In the first part, we highlight an hybrid process calculus to model both CPSs and physics-based attacks. We formalize a threat model that specifies MITM attacks that can manipulate sensor readings and/or control commands in order to drive a CPS into an undesired state, and we provide the means to assess attack tolerance/vulnerability with respect to a given attack. We then formalize how to estimate the impact of a successful attack on a CPS and investigate possible quantifications of the success chances of an attack.
In the second part, we report a line of work that uses model checking tools and statistical model checking techniques to perform static security analysis of CPSs that are increasingly complex and therefore exposed to more complex cyber-physical attacks that attempt to bypass different IDSs.

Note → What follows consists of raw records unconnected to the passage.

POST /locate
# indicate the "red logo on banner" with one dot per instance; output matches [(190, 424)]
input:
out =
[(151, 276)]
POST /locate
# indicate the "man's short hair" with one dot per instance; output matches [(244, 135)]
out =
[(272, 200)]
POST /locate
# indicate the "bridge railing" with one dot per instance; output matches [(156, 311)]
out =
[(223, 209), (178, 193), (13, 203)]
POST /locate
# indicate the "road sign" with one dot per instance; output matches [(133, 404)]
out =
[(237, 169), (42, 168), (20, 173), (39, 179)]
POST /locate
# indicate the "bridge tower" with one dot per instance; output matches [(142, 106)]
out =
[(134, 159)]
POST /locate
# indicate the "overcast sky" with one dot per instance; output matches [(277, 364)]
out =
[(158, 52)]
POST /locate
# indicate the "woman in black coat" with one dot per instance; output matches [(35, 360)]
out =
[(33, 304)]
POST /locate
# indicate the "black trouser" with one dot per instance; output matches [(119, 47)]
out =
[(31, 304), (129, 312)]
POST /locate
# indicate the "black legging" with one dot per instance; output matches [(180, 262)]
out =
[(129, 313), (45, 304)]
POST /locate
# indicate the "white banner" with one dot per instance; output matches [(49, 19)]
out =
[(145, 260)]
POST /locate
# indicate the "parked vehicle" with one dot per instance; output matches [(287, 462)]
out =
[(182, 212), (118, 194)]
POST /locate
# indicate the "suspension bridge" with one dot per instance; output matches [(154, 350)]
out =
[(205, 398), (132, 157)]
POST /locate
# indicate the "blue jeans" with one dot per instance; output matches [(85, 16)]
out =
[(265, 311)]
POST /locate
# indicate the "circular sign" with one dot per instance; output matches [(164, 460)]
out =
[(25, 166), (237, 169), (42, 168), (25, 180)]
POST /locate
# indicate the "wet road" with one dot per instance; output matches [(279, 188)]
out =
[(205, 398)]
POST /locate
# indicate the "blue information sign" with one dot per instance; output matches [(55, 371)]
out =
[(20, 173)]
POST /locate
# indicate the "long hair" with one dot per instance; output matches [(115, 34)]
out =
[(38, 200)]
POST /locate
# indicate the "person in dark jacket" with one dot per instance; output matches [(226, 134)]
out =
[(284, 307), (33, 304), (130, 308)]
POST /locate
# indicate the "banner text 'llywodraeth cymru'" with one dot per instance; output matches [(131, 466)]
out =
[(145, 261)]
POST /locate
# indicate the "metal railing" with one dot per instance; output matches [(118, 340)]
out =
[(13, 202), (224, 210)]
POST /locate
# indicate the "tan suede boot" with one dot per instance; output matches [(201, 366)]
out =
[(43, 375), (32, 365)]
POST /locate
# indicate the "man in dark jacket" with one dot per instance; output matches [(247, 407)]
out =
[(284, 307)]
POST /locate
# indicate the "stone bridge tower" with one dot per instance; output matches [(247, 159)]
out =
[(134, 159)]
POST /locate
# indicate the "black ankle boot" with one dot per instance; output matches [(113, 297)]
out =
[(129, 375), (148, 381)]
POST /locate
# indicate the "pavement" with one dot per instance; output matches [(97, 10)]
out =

In the third and final part, we move to runtime enforcement techniques to ensure specification compliance in networks of controllers, possibly compromised by colluding malware. We define a synthesis algorithm that, given a set of observable actions and a timed correctness property, returns a monitor that enforces the property during the execution of any (potentially corrupted) controller. Our enforcement enjoys a number of classical properties together with attack mitigation by correcting and suppressing incorrect actions of corrupted controllers and by generating safe actions in full autonomy when the controller under scrutiny is not able to do so in a correct manner.